Questa mattina ce n’erano invece circa 300, seduti nelle varie tavolate imbandite con tovaglie rosse e stelle natalizie.
Ospite d’onore al pranzo di oggi di Sant’Egidio, il cardinale segretario di Stato Pietro Parolin che ha portato a tutti i presenti “il saluto e l’augurio di Papa Francesco”. Il porporato ha parlato di “un ritorno”, ricordando di aver partecipato al pranzo della Comunità nel 2015. “Ma è sempre un’esperienza molto bella ed emozionante – ha detto -, vedere tutte queste persone insieme a celebrare il Natale, qualcosa che tocca il cuore”.

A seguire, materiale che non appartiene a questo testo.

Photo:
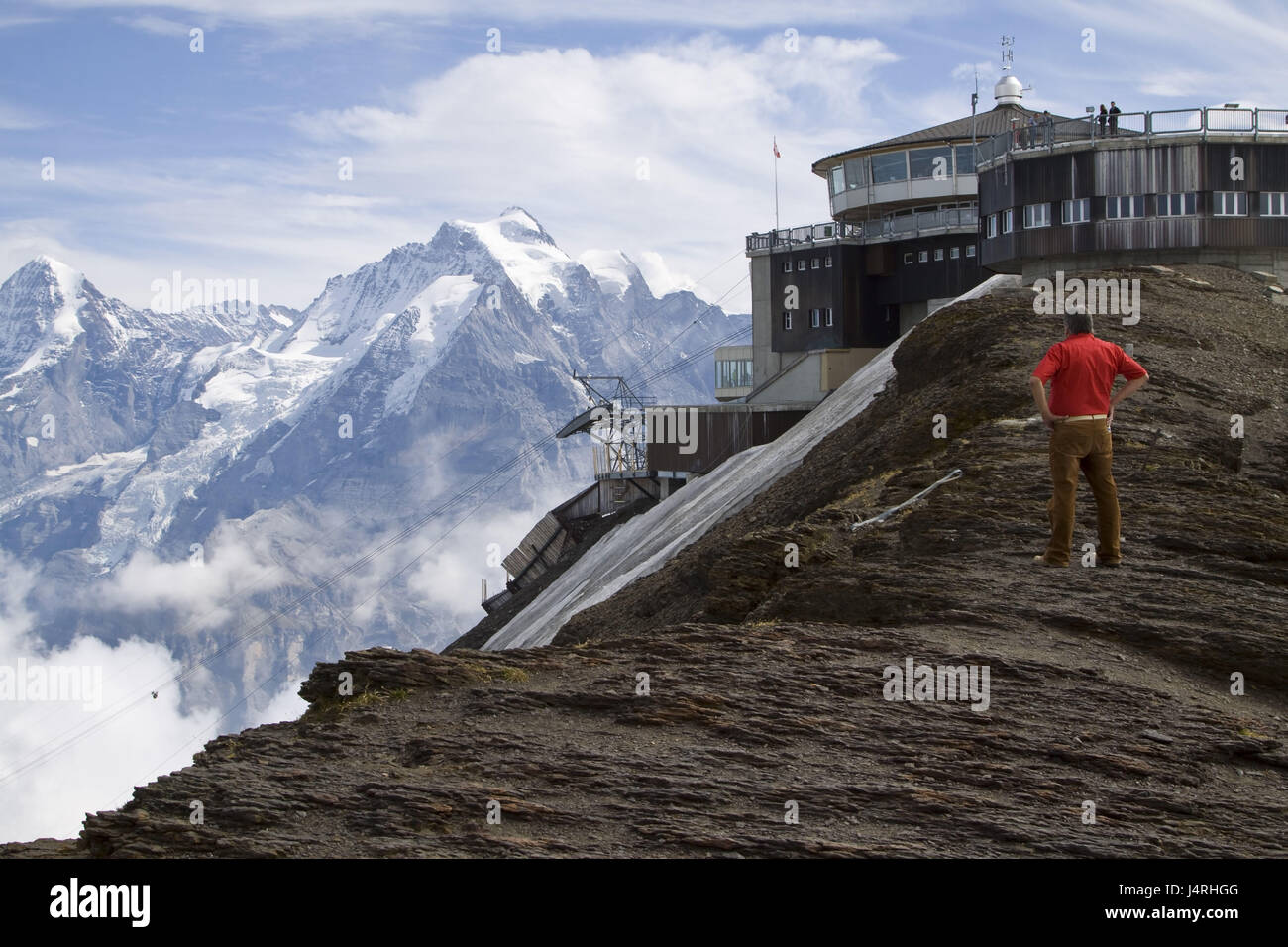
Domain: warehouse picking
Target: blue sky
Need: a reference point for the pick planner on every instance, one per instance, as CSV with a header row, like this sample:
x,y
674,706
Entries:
x,y
223,163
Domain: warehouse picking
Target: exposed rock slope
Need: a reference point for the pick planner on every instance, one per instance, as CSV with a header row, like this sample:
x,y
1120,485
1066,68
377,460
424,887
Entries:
x,y
1111,686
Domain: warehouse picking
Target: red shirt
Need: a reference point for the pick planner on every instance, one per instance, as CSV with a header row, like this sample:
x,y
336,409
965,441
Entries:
x,y
1082,369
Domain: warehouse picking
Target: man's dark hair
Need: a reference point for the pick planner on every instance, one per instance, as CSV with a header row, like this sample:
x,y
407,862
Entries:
x,y
1078,322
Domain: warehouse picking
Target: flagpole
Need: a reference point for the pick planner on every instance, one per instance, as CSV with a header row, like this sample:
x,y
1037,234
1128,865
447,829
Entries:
x,y
776,184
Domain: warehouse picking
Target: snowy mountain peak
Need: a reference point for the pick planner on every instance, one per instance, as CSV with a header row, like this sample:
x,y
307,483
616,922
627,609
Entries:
x,y
42,302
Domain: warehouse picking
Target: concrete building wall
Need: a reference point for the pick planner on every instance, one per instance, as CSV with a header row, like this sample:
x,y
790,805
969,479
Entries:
x,y
802,381
765,363
1260,260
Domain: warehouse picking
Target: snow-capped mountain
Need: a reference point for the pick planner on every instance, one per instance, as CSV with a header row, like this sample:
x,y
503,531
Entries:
x,y
273,447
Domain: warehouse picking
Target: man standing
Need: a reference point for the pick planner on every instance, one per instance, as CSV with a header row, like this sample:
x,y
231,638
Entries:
x,y
1082,369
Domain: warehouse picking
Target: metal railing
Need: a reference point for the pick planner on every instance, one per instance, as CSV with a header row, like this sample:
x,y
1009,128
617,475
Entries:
x,y
1095,129
866,231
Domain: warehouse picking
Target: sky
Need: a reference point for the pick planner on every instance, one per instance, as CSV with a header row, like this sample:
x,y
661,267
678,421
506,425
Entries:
x,y
643,125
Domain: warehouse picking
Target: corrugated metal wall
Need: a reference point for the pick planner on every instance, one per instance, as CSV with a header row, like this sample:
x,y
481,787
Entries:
x,y
720,434
1132,170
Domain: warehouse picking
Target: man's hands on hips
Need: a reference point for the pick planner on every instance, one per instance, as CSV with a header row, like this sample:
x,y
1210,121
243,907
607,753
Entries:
x,y
1050,419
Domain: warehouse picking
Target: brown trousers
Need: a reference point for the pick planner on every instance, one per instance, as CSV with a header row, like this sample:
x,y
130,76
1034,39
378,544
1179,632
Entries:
x,y
1085,446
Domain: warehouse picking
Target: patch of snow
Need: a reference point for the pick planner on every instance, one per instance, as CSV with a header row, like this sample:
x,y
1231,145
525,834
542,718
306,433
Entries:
x,y
645,543
612,269
529,258
442,307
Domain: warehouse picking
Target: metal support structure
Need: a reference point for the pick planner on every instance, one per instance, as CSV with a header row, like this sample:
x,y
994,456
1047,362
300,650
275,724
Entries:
x,y
622,437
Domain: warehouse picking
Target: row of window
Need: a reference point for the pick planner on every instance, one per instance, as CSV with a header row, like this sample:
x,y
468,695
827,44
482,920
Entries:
x,y
814,264
1126,206
953,253
816,317
733,372
914,163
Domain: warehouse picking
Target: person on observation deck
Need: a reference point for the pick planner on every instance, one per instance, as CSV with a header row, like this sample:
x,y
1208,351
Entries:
x,y
1082,369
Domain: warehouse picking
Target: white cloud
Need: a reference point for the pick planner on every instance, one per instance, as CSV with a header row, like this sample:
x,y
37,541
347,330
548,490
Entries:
x,y
713,13
13,119
159,26
63,774
606,151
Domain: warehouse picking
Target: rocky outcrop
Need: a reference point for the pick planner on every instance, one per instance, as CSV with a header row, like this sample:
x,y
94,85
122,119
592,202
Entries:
x,y
732,703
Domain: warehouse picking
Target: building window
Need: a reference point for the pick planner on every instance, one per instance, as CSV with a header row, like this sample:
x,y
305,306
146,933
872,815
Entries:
x,y
922,162
1176,205
1229,202
889,166
854,174
733,372
1076,211
1274,204
1122,206
1037,215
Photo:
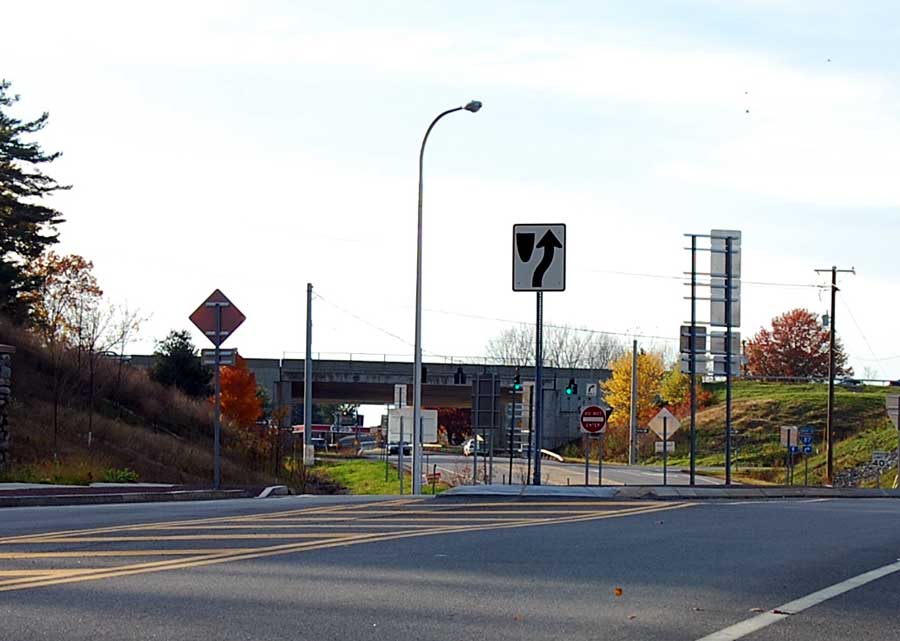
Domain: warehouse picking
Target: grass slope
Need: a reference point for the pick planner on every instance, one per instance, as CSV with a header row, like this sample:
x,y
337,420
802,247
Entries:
x,y
361,476
759,410
157,432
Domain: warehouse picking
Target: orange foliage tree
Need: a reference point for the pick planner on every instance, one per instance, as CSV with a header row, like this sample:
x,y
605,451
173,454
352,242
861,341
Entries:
x,y
796,346
242,407
240,403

Parolin ha espresso “l’augurio che queste esperienze possano ripetersi e moltiplicarsi”, perché “abbiamo tanto bisogno di solidarietà e amore nel nostro mondo”. “Il Natale ci richiama a questo: l’unica soluzione dei nostri problemi è quella di essere attenti e vicini agli altri, soprattutto quelli che soffrono e si trovano in difficoltà – ha affermato il segretario di Stato -. Il Papa ci dà questo esempio quotidianamente, noi cerchiamo di seguirlo in tanti modi, ma cerchiamo di rendere un po’ migliore questo nostro mondo”.